14. Bir Berat gecesi Hasan’ı Basri hazretlerinin yüzünün solgun olduğunu gören çevresindeki müminler ona sebebini sorunca O büyük Âlim şöyle cevap verir:
a) Günahlarımı hatırlayıp üzülüyorum,
b) İyiliklerimden de endişeliyim,
c) İbadet ve hayırlarımın kabul edilip edilmediğini de bilemediğim için böyleyim, der.
Sonuç olarak
Bu geceyi ve ömrü iyi değerlendirmek için Fatiha suresinde olduğu gibi,
1- Daima Allah’a hamd ve nimetleri için çok şükreden bir toplum olmaya çalışmalıyız,
2- Yine Allah’ın Rahman ve Rahim sıfatından esinlenerek çok adaletli bir toplum olmaya çalışmalıyız,
3- Dünyada olduğu gibi ahirette de tek mülk ve hüküm sahibi Allah olduğu için hesap gününe çok dikkatli hazırlanmak için kalbimizi Allah sevgisiyle doldurup şeytanın kalbimizi işgal etmesine fırsat vermemeliyiz,
4- Yalnız Allah’a ibadet ederken ve her isteğini ve ihtiyacını yalnız Allah’tan isterken diğer yönden bir de kalkıp kullara yakınmamalıyız.
5- Dualarımızda oraya buraya çekmeden, kendisinin de razı olduğu dosdoğru yola iletmesini içtenlikle istemeliyiz. Çünkü bu yol ki Allah’ın iman ve şerefle niyetlendirdiği peygamberlerin, sıddıkların, şehitlerin ve ihlâslıların yoludur ki biz de bu yolda iyilikler için koşturmalıyız.

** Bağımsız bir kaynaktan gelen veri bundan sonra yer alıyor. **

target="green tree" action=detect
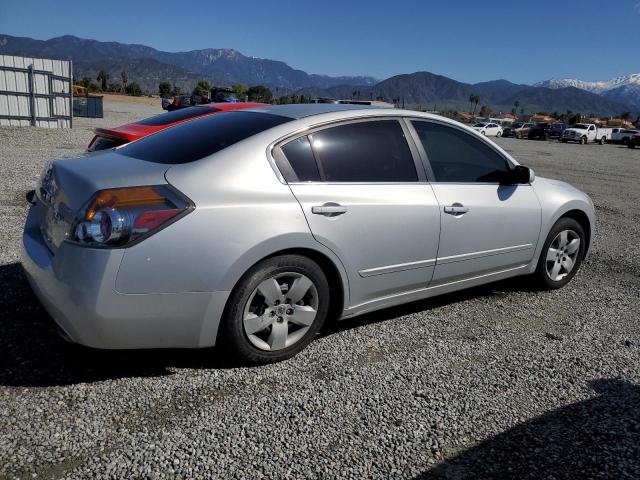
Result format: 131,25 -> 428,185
231,83 -> 247,101
158,82 -> 171,98
193,80 -> 211,98
127,82 -> 142,97
96,70 -> 109,92
247,85 -> 273,103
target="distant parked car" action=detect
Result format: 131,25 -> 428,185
562,123 -> 612,145
527,122 -> 551,140
620,128 -> 640,145
473,123 -> 502,137
549,123 -> 567,139
88,102 -> 267,152
502,122 -> 533,138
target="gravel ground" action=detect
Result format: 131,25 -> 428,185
0,103 -> 640,479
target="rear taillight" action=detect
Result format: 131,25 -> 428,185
70,185 -> 193,247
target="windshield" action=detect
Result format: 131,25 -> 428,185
118,111 -> 292,165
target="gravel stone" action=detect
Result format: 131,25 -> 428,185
0,103 -> 640,479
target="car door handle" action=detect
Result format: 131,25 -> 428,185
311,202 -> 347,217
444,203 -> 469,215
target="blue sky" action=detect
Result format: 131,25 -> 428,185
0,0 -> 640,83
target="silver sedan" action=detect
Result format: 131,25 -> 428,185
22,104 -> 595,363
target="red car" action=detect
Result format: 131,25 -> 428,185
88,102 -> 267,152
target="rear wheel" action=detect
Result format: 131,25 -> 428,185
534,218 -> 586,290
221,255 -> 329,365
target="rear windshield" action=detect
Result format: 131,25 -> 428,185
135,107 -> 220,127
118,111 -> 293,165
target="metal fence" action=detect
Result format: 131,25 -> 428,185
0,55 -> 73,128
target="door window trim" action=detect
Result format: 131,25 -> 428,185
404,116 -> 516,185
268,115 -> 429,185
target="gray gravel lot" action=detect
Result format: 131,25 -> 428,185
0,103 -> 640,479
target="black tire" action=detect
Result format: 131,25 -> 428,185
533,217 -> 587,290
218,255 -> 330,365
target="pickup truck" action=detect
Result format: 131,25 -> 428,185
562,123 -> 612,145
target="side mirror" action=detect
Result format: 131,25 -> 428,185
505,165 -> 536,184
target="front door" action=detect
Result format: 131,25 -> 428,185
412,121 -> 541,286
281,119 -> 440,307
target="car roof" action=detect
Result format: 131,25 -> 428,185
244,103 -> 380,119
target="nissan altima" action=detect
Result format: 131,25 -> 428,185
22,104 -> 595,364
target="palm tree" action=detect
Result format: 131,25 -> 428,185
96,70 -> 109,92
120,70 -> 129,93
472,95 -> 480,115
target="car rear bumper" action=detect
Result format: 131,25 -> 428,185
22,207 -> 229,349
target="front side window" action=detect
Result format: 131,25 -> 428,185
310,120 -> 418,182
412,121 -> 510,183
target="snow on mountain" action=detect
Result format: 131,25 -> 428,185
534,73 -> 640,93
535,73 -> 640,108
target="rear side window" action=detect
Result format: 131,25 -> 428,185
135,107 -> 220,127
310,120 -> 418,182
118,111 -> 292,165
88,136 -> 127,152
412,121 -> 510,183
282,136 -> 320,182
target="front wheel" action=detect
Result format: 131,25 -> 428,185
534,218 -> 586,290
221,255 -> 329,365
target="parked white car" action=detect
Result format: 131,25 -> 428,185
562,123 -> 613,145
473,123 -> 502,137
611,127 -> 626,143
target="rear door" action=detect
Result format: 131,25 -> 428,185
274,118 -> 440,306
411,120 -> 541,286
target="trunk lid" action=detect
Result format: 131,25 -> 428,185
36,151 -> 168,254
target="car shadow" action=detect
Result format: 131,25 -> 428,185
415,379 -> 640,480
0,263 -> 540,387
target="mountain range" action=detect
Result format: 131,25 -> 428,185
0,34 -> 640,116
535,73 -> 640,109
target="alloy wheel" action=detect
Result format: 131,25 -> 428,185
546,230 -> 580,282
242,272 -> 319,351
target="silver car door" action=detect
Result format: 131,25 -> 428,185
412,121 -> 541,285
281,119 -> 440,307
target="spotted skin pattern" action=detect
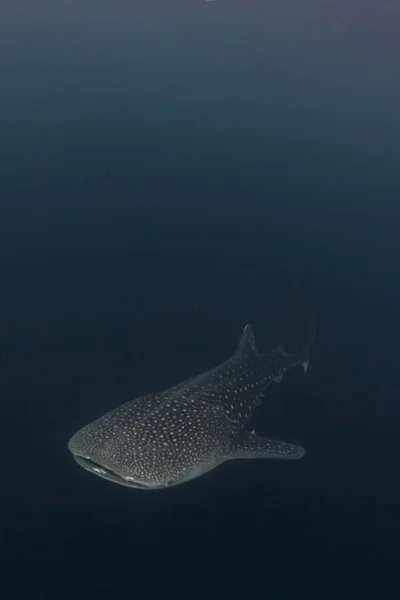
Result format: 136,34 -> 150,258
68,325 -> 312,490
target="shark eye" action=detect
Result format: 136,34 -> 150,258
92,467 -> 107,475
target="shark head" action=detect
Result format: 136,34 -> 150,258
68,325 -> 309,490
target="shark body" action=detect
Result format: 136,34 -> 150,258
68,325 -> 312,490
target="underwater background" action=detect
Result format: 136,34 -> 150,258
0,0 -> 400,600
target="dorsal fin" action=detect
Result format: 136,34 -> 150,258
233,325 -> 259,359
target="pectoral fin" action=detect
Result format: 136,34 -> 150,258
229,431 -> 306,459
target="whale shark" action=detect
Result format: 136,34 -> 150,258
68,318 -> 315,490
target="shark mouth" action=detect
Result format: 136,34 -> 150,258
74,454 -> 148,489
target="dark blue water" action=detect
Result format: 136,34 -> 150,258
0,0 -> 400,600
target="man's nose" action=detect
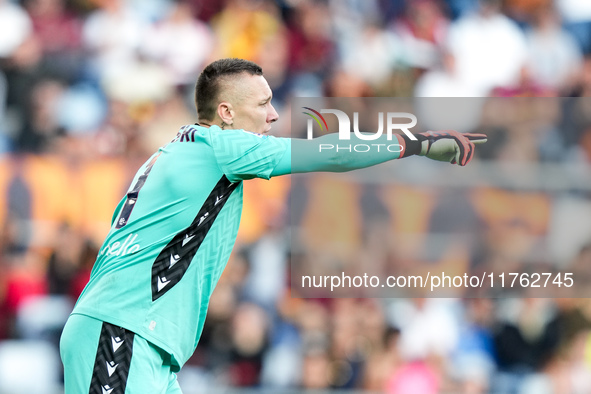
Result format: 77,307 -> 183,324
267,105 -> 279,123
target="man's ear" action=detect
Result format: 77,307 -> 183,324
218,101 -> 234,125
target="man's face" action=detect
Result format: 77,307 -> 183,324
228,73 -> 279,134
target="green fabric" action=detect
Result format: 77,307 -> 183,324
74,126 -> 290,370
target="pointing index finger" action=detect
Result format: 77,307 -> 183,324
464,133 -> 488,144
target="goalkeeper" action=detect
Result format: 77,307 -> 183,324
60,59 -> 486,394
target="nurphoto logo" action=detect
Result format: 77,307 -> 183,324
302,107 -> 417,152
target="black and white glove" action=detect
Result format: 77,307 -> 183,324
415,130 -> 486,166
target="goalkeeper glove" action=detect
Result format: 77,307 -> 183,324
403,130 -> 486,166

6- Vahyi inkâr ve emirlere isyan ve peygamberlere karşı azgınlıkla helak olanların ve hakkı küçümseyen Yahudilerin, Allah’tan uzaklaştırıcı tüm hareketlerinden uzak durmalıyız.
7- Yine Allah’a evlat isnat ederek sapan ve saptıran Hıristiyanların da yoluna gitmeyerek, yalnız Allah’ın kitabı ve Resulünün sünnetinde birleşerek büyüyen ve insanlığa ışık saçacak bir plan ve program oluşturan kararlarla bu geceyi değerlendirmeliyiz.